Handy-Abhängigkeit, Einbildung des Vibrierens, Selbstzweifel
Das Handy nicht mehr aus der Hand legen können, sich die Vibration des Telefons einbilden und Panikgefühle, sobald es 20 Minuten stillsteht. Auch diese Phänomene sollen zu den „Smartphone-Krankheiten“ zählen und sind nicht unbegründet. Prof. Dr. Alfred Gebert: „Meine Studenten erzählen mir oft, dass sie einen richtigen Schreck kriegen, wenn sie merken, dass das Handy zu Hause liegt. Mittlerweile ist das Handy wie ein Körperteil für sie.“
So ein Verhalten sei ein deutliches Zeichen für Abhängigkeit.
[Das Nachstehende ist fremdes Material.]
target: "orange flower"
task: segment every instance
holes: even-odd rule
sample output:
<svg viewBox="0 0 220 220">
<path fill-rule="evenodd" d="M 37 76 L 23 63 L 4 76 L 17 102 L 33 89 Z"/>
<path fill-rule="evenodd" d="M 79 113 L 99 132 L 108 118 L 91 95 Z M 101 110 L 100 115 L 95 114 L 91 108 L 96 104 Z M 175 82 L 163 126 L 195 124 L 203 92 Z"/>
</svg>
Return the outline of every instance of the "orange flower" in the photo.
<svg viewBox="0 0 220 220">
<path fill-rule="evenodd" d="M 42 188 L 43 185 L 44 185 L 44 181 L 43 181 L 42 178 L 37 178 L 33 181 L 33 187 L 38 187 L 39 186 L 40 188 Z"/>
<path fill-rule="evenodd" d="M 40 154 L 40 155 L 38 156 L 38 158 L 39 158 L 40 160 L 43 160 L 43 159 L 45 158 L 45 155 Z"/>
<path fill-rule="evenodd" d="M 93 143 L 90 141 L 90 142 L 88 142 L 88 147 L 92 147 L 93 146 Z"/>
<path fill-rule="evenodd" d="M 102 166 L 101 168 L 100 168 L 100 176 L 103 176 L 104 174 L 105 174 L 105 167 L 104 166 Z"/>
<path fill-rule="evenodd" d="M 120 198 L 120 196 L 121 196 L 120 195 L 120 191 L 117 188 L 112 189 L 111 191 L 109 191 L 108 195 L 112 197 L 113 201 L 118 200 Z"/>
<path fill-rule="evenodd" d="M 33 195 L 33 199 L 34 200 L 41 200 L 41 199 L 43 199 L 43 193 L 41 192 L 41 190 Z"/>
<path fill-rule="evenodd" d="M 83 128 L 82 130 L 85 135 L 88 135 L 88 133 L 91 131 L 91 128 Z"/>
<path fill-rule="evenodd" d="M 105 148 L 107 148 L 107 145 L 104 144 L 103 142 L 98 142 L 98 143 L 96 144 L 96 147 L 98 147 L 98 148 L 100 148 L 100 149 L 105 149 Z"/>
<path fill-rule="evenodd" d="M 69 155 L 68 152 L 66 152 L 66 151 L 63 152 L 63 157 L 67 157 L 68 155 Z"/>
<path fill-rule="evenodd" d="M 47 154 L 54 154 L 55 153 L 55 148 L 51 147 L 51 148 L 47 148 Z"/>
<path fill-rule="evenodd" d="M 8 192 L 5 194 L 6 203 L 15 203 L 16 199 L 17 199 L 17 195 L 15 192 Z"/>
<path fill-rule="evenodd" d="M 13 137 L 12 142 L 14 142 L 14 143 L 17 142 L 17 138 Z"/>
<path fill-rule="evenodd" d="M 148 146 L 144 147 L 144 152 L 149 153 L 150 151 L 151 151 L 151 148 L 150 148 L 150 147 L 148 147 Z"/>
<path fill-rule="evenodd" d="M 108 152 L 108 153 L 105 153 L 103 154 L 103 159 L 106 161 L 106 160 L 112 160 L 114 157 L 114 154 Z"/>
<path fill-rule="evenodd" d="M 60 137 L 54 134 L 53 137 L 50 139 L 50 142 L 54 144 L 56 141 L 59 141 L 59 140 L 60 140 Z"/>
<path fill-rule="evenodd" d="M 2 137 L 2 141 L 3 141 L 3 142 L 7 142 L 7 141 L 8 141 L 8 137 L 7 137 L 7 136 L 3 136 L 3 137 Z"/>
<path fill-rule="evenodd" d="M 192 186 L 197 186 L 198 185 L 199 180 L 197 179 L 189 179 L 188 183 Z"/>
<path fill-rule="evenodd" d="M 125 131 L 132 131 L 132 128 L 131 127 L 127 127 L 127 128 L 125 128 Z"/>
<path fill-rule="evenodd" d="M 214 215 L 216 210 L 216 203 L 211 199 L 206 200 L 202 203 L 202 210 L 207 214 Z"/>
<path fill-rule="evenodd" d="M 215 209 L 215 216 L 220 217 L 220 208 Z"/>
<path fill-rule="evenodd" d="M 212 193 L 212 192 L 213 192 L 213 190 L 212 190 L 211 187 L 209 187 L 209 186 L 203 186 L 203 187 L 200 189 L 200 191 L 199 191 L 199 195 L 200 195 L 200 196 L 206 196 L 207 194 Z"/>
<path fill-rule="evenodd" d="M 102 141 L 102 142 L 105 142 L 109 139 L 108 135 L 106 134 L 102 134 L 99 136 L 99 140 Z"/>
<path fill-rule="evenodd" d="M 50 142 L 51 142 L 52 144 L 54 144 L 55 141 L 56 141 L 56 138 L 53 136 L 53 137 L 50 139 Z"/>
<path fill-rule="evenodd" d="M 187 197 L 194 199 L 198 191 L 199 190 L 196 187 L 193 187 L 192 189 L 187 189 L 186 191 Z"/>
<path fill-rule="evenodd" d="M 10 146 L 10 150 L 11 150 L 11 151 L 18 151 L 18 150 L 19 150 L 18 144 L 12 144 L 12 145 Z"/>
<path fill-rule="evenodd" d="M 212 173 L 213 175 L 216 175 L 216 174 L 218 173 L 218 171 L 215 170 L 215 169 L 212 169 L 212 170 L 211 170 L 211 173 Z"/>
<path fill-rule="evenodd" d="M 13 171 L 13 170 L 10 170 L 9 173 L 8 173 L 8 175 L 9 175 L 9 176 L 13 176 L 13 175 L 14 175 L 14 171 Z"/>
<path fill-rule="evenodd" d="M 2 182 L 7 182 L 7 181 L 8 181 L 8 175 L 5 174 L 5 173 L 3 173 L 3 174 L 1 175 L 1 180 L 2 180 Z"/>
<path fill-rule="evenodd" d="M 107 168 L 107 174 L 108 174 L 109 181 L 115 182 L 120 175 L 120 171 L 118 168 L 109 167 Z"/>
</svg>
Auch die Tatsache, dass manche Nutzer sich einbilden, ihr Handy würde vibrieren oder klingeln, ist nicht unbekannt für Gebert. Das passiert, weil heutzutage niemand mehr damit rechnet, der Anruf oder die SMS könnte für jemand anderen sein. Ist dies doch so, kann das im Extremfall zu Angstgefühlen führen. „Das ist wie im Büro auf dem Flur. Man grüßt den Kollegen, der rauscht im Stress vorbei, da fühlt man sich auch komisch. Man will zurückgegrüßt werden“, sagt Gebert. Kriegt man eine gewisse Zeit lang keinen Anruf oder keine Nachricht, treten Selbstzweifel auf. Denkt niemand an mich? „In den vergangenen zehn Jahren treten solche Symptome vermehrt auf", so der Professor.
Schlafstörungen
SMS, E-Mails, Push-Nachrichten. Die ständige Erreichbarkeit am Smartphone ist ein hoher Stressfaktor, tagsüber wie nachts! Wer das Handy im Alltag pausenlos benutzt und ständig sämtliche Posteingänge checkt, schläft schlecht. Gebert stimmt diesem Smartphone-Phänomen zu: „Im Gehirn befinden sich 150 Milliarden Zellen, die auch nachts aktiv sind und unsere Träume zusammenbauen. Die sind mit so vielen Gedanken und Aufgaben einfach überfordert.“
So wie wir im Alltag mit vielen Aufgaben oft nicht zurechtkommen, fällt das auch den Zellen schwer. In unserem Kopf sind so viele Gedanken und das „Abschalten“ wird zum Problem. „Die ständige Erreichbarkeit stresst uns. Wir laufen immer nur auf Hochtouren und machen uns mit unseren Gedanken verrückt. Das hängt damit zusammen, dass das gsamte Leben immer schneller wird. Zur Ruhe kommen wird immer schwieriger, die Menschen machen kaum mehr Urlaub, einfach weil es auch nicht geht.“ Die modernen Kommunikationsgeräte sollen unser Leben eigentlich vereinfachen, stattdessen bereiten sie uns psychische Probleme.